According to attorneys Brian J.Murphy and Mr. Xinyu Lee in SSSPO(Stein Shostak Shostak Pollack&O’Hara LLP) that are specialized in U.S. Customs laws, the U.S. Customs started strict review of declared value of imported clothing and customs clearance agents in LDP transactions.
This year, after the elimination of quotas, many categories of China textile clothing export to U.S. has been a large increase. At the same time, the focus of U.S. Customs is also from reducing illegal transshipment to investigation of imported clothing price. In addition, U.S. Customs began to suspect LDP transactions on behalf of another import company. The regulation is customs clearance of imported goods for companies and individuals must have “ownership interest”, or without authority to apply. LDP transactions importers are companies special for customs clearance for others, rather than the middlemen.
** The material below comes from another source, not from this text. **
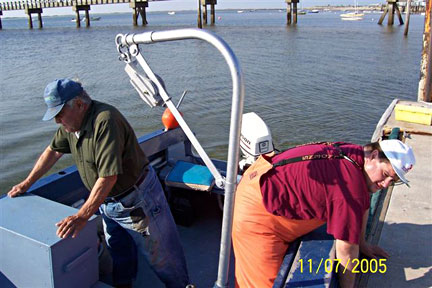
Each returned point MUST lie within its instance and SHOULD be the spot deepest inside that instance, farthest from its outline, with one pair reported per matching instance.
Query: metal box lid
(33, 217)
They only earn commission, but not have “ownership interest”. The U.S. Customs has right to ask customs agents provide evidence that they have right to customs clearance for goods. If they unable to provide proof the Customs will refuse the goods import in U.S. Even worse, customs clearance of goods can not be returned at the time and original importers still unable to prove that they have quality to submit customs clearance documents for returned goods. This situation led to a long-term storage of goods at customs Go warehouse. The high rent will bring economic burden for owners.
Attorneys Brian J.Murphy and Mr.Xinyu Lee pointed out if there is evidence that the LDP transaction for the import customs agents’declared value is too low, it is tariff evasion behavior, and U.S. Customs is empowered to seize imported clothing and liable to fine. Manufacturers export clothing use LDP way should be careful to avoid the situation of lost products and payment.